American-based credit rating agency, Moody’s Investors Service (Moody’s), has moved Nigeria’s credit outlook from stable to positive.
This is according to a statement by the credit rating firm on Friday, December 8, 2023.
The uptrend moves from stable to positive indicates, according to the statement, the possible reversal of the deterioration in Nigeria’s fiscal and external position as a result of the authorities’ reform effort.
Moody’s pointed out government steps, such as devaluing the naira and removing a substantial part of the oil subsidy as key indicators for the upgrade from stable to positive.
Meanwhile, the international firm maintains the country’s long-term issuer ratings at Caa1, noting that the structural reforms are undercut by still “weak fiscal and external positions.”.
It is important to note that the Central Bank of Nigeria (CBN) is still grappling with a heavy backlog obligation which is one of the key reasons the naira continues a downward trend against the dollar since President Bola Tinubu eased the nation’s control of the foreign exchange market.
Meanwhile, CBN governor, Yemi Cardoso, in his first outing as the head of that institution, pledged last month to address forward foreign-exchange contracts that have been impacting the performance of the naira.
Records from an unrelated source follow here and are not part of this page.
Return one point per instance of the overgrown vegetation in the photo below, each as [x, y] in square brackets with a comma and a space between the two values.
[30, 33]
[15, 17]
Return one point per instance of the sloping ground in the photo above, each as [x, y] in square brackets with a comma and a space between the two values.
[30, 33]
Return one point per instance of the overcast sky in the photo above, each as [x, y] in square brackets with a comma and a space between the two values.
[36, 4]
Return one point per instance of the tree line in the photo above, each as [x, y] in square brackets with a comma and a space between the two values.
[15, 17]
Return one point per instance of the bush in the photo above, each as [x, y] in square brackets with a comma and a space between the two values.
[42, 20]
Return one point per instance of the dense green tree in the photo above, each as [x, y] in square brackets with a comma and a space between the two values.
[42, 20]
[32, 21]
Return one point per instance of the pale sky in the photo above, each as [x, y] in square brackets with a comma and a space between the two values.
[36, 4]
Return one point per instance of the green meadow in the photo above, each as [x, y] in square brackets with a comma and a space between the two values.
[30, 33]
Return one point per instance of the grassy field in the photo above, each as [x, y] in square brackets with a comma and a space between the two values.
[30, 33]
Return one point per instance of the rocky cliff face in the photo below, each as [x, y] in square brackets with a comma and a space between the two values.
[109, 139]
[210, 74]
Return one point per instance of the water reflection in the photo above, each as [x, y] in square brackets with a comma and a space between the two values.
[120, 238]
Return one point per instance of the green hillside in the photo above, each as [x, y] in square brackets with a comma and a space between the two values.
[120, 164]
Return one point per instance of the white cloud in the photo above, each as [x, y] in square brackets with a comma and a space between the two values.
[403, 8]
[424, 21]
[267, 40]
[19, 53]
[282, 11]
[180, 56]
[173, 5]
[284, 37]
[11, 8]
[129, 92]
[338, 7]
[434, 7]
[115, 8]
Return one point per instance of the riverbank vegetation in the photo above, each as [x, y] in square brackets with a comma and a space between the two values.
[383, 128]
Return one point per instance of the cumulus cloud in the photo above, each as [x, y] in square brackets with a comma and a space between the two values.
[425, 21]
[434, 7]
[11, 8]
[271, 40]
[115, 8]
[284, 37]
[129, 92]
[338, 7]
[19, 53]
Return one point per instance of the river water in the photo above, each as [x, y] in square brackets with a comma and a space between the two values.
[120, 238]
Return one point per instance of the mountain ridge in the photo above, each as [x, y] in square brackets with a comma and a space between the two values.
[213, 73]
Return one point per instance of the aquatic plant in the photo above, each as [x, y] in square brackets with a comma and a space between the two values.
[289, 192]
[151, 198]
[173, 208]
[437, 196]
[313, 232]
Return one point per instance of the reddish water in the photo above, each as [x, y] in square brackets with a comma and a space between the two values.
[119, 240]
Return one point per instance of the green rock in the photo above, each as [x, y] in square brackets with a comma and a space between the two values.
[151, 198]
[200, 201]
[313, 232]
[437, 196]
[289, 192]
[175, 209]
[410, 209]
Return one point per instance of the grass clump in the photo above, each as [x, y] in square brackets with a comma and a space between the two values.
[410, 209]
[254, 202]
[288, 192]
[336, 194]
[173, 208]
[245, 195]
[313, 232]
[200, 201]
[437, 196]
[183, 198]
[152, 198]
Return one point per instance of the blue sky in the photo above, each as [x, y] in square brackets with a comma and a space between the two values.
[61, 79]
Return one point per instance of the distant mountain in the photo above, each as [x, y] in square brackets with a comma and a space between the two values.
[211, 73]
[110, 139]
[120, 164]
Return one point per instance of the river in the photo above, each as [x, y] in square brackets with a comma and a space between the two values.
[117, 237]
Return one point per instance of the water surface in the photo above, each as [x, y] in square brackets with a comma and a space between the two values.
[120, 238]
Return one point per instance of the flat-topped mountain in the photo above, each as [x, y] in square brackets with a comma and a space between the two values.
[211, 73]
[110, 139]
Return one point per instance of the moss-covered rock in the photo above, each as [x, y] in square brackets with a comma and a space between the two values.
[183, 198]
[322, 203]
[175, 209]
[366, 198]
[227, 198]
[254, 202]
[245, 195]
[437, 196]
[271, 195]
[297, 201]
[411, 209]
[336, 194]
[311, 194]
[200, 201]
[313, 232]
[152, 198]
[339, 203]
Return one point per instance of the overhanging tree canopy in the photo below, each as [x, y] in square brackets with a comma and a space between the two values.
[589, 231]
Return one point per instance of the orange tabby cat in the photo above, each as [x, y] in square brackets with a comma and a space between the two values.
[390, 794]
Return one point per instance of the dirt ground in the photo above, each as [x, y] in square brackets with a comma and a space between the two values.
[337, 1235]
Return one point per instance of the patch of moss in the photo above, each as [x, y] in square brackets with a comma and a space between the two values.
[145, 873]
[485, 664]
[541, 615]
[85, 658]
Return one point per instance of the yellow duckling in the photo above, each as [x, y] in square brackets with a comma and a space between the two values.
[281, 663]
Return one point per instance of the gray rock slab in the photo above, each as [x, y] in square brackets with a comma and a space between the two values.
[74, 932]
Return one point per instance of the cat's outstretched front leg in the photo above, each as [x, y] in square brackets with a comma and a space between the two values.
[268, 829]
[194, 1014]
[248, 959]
The review for the upgrade in credit outlook primarily emphasized a reversal in the economic projection of the country. It also indicated that President Tinubu’s reforms may have begun to have a positive impact on the economy.
Nevertheless, Moody’s maintaining the country’s rating at Caa1 shows that the nation’s credit profile is still weak.
Nigeria’s fiscal and external standings, along with the government’s ability to counter the ongoing deterioration in the foreign exchange market add to the profiling.
Nigeria still grapples with an almost two-decade inflation rate standing at 27.33%. Food inflation, on the other hand, is at an alarming 31.52%.
Nigeria is expected to spend at least six times more on servicing its debt next year than on building new schools or hospitals in the country.
President Tinubu, in presenting the 2024 budget earlier this month, stated that he projects an impressive 3.76% in the 2024 fiscal year.
Also, the President forecasts that inflation will settle at 21.4% at 21.4%, a 5.93%-point decline from its current 27.33% rate.
Meanwhile, in August, S&P Global Ratings revised its outlook on Nigeria to stable from negative and affirmed its rating at ‘B-/B’.